たい焼きには、「天然もの」と呼ばれるたい焼きと「養殖もの」と呼ばれるたい焼きがあります。
天然と養殖の違いとは
たい焼きにおいて、天然ものは一丁焼きという焼き型で一匹ずつ焼かれるたい焼きのことを言います。養殖ものは一丁焼き以外の方法で、一度に複数匹焼かれるたい焼きのことを言います。※写真上が天然、下が養殖。

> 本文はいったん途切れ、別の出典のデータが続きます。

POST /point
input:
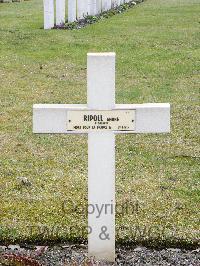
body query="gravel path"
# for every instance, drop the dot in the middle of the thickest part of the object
(77, 255)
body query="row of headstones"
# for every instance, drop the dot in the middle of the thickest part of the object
(77, 9)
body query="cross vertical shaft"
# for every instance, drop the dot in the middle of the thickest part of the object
(101, 159)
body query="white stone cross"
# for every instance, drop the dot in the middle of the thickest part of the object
(101, 119)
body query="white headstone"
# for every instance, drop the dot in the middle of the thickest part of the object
(48, 14)
(60, 12)
(101, 119)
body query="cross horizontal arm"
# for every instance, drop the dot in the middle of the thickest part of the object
(149, 118)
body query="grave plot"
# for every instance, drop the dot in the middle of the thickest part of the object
(81, 12)
(44, 177)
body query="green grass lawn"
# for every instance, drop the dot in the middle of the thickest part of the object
(158, 60)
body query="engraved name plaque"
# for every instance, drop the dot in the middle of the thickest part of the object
(112, 120)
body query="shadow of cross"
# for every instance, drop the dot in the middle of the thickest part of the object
(101, 119)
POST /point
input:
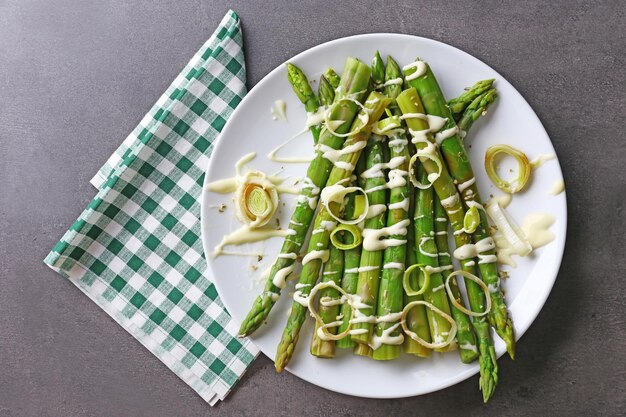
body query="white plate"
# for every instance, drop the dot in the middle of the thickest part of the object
(251, 128)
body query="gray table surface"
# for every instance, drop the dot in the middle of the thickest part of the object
(77, 76)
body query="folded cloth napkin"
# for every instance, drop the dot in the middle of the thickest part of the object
(136, 249)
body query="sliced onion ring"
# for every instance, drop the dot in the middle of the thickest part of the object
(354, 132)
(256, 200)
(323, 329)
(480, 283)
(336, 194)
(523, 171)
(414, 336)
(407, 276)
(471, 220)
(432, 177)
(357, 238)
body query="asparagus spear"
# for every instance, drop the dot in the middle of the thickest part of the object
(326, 92)
(476, 108)
(371, 260)
(332, 77)
(390, 299)
(303, 90)
(354, 82)
(333, 270)
(459, 104)
(465, 336)
(417, 319)
(461, 169)
(352, 258)
(410, 104)
(317, 250)
(378, 71)
(426, 254)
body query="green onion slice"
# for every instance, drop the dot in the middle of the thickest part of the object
(523, 171)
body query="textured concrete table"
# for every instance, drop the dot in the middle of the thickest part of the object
(76, 77)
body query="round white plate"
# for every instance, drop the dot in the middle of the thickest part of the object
(251, 128)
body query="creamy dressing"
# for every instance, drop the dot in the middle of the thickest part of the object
(375, 210)
(280, 278)
(557, 188)
(448, 133)
(322, 255)
(372, 237)
(468, 346)
(503, 199)
(316, 118)
(541, 159)
(246, 234)
(465, 185)
(396, 179)
(451, 201)
(333, 155)
(471, 250)
(395, 81)
(400, 205)
(376, 171)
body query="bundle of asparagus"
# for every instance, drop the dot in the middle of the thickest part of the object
(392, 174)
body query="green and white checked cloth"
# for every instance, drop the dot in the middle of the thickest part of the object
(136, 249)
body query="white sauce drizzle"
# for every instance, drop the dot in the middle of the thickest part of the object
(246, 234)
(541, 159)
(375, 210)
(465, 185)
(372, 237)
(400, 205)
(322, 255)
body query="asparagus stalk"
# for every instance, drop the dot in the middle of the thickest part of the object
(305, 94)
(318, 245)
(325, 92)
(371, 260)
(476, 108)
(426, 254)
(354, 82)
(352, 258)
(390, 299)
(410, 104)
(459, 104)
(465, 336)
(460, 167)
(328, 311)
(417, 319)
(332, 77)
(378, 71)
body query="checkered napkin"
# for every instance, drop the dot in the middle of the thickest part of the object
(136, 249)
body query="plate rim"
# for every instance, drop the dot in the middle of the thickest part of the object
(555, 266)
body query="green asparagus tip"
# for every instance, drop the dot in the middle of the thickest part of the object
(393, 64)
(378, 70)
(488, 375)
(508, 336)
(298, 81)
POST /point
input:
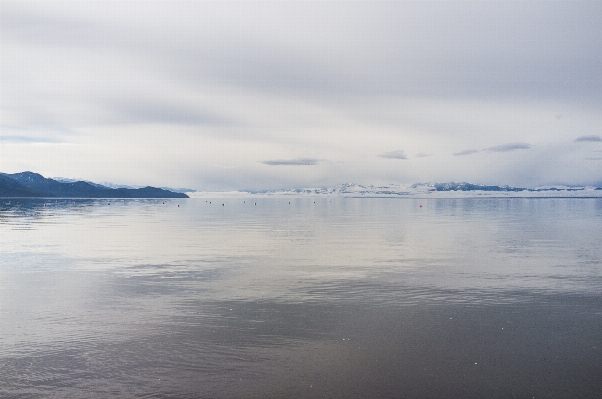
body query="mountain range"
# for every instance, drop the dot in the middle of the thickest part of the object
(436, 190)
(29, 184)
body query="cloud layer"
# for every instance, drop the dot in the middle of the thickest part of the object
(217, 95)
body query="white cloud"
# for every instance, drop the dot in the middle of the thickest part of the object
(161, 92)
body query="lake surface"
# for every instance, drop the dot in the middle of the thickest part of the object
(316, 298)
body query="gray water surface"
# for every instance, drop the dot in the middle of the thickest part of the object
(322, 297)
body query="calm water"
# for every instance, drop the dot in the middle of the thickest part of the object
(341, 298)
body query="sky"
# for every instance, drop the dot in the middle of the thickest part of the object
(220, 96)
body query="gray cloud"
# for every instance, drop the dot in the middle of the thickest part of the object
(398, 154)
(592, 138)
(144, 111)
(509, 147)
(27, 139)
(465, 152)
(298, 161)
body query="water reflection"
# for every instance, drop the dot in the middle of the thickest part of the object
(337, 298)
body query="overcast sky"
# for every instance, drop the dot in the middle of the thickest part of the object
(265, 95)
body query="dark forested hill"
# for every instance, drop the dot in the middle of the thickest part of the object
(29, 184)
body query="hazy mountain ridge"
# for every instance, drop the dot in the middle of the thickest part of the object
(462, 189)
(29, 184)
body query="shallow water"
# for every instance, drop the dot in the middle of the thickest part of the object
(322, 297)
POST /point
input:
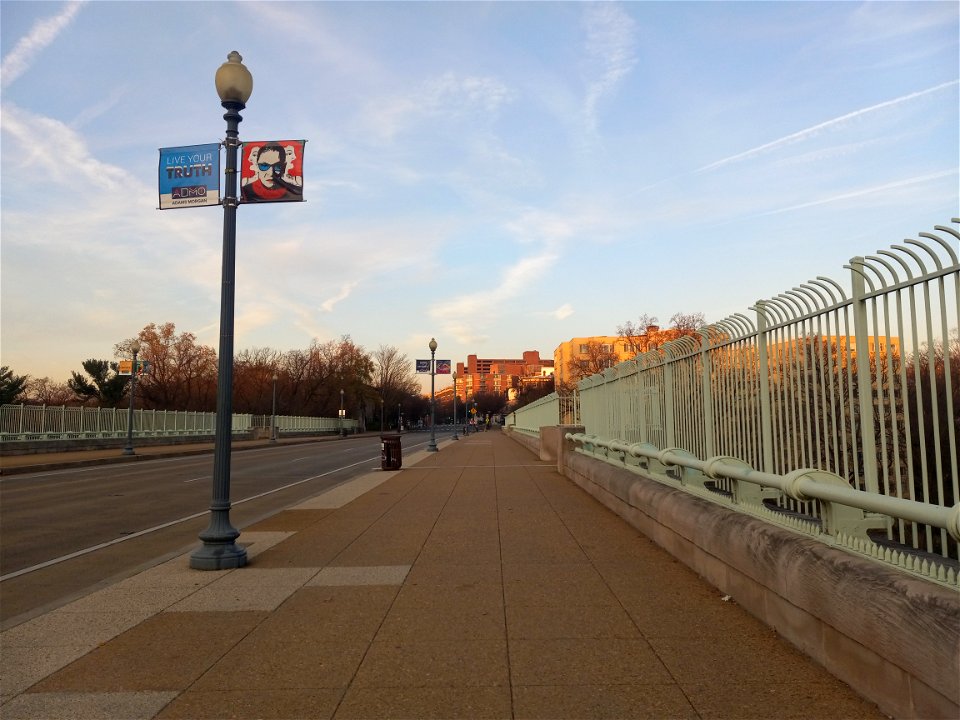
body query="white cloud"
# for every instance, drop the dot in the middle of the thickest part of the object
(449, 95)
(611, 55)
(345, 290)
(563, 312)
(44, 32)
(58, 153)
(814, 130)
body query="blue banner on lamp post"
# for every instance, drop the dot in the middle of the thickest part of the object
(189, 176)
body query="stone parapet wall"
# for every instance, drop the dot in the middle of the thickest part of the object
(893, 637)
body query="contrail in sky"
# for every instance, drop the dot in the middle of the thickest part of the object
(802, 134)
(866, 191)
(42, 34)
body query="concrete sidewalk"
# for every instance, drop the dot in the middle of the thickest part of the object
(476, 582)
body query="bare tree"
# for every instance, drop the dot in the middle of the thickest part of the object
(592, 359)
(44, 391)
(646, 334)
(182, 373)
(393, 375)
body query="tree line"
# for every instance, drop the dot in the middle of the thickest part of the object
(182, 375)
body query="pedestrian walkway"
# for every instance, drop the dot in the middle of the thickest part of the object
(475, 583)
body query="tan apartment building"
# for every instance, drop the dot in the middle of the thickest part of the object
(501, 376)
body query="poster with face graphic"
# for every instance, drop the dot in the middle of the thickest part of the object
(271, 171)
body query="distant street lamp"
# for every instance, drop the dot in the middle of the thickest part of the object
(273, 412)
(128, 450)
(220, 550)
(455, 436)
(432, 447)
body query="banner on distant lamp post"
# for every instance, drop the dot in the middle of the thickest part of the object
(271, 171)
(189, 176)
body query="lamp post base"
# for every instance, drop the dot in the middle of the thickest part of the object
(219, 550)
(218, 556)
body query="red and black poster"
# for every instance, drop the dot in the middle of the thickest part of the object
(271, 171)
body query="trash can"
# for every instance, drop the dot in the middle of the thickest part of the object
(390, 452)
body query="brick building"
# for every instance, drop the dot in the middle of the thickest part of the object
(501, 376)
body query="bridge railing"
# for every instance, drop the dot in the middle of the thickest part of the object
(861, 384)
(44, 422)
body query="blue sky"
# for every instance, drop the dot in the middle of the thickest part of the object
(500, 176)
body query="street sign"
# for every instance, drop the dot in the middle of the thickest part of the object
(271, 171)
(189, 176)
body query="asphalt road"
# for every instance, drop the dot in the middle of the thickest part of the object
(66, 532)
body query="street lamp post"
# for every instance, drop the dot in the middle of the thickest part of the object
(273, 412)
(128, 450)
(220, 550)
(432, 447)
(455, 437)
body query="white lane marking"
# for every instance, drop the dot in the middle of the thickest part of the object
(86, 551)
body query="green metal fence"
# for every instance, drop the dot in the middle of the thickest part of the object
(861, 385)
(42, 422)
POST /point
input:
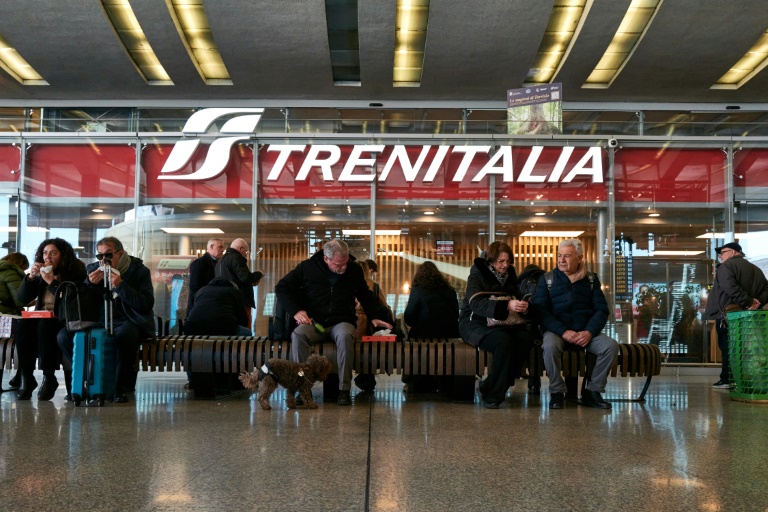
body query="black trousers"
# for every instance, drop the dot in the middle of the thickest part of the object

たい焼きの「天然」「養殖」という呼び方の起源について
たい焼きの「天然」「養殖」と呼ばれる起源は、作家の宮嶋康彦さんがご著書「たい焼の魚拓」の中で使われたのが初めてと言われております。ただし、ここでいう「天然」「養殖」というのは、本物の魚のように「天然」が自然からとれた海の幸としてたい焼きで、「養殖」が人の手によって育てられたたい焼きという意味ではありません。海の幸としてのたい焼きというのは意味が分かりませんし、人の手によって育てられたたい焼きはすべてがそうです。この「天然」「養殖」というのは、あくまでメタファーであり、たい焼きの特徴を捉える上でわかりやすい表現としてお考え頂ければと思います。
天然もののたい焼きの主な特徴
皮は比較的薄く、パリッサクッ食感で、相対的にあんこの量が多い傾向にあります。また、しっぽまでしっかりとあんこが詰まっていることも多いです。一匹ずつ手焼きするため、火加減が細かく調整でき、上手なお店はあんこの瑞々しさが残りシズル感があることが多いです。
養殖もののたい焼きの主な特徴
皮は比較的厚く、フワッサクッ食感で、弾力性がある傾向にあります。中身はあんこだけでなく、チョコやカスタード、白玉入りなどで売られることも多いです。また、生地にも工夫があり、クロワッサン生地だったり、まぐろ型だったり、鯛型でも円型のものもあります。食べ方にも昨今斬新さが目立っており、アイスクリームカップに入れたり、パフェにしたり、冷やして食べたりすることがあります。たい焼きの可能性を感じさせてくれるワクワクするものが多いのは主に養殖ものと言えます。
天然と養殖をどう食べ分ければいいのか
その日の気分に合わせて取捨選択をしてほしいと思います。昨今、天然こそ本物という消費者心理が働いているように思われますが、これはメタファーであって、実際の魚の天然養殖の違いとは異なります。それぞれの良さがあって、大切なことは、今の自分にとってのベストを追求し食すことだと考えます。
たい焼きの魅力について
たい焼きには様々な魅力があります。以下にその一部をまとめました。
- まず、美味しいところです。
- また、鯛は縁起の良い食べ物で、たい焼きも縁起の良い食べ物として、昔から食べられてきました。一方で、和菓子にありがちな敷居の高い厳かな雰囲気を全く感じさせません。だからこそ、日常でちょっとハッピーな出来事があった日には気軽にたい焼きを食べて、よりハッピーな気分に浸ることもできますし、重要なプレゼン前や面接前など、願掛けとして出先でたい焼きを食べて、糖分をしっかり摂取し頭を働かせて、良いコンディションで臨むこともできます。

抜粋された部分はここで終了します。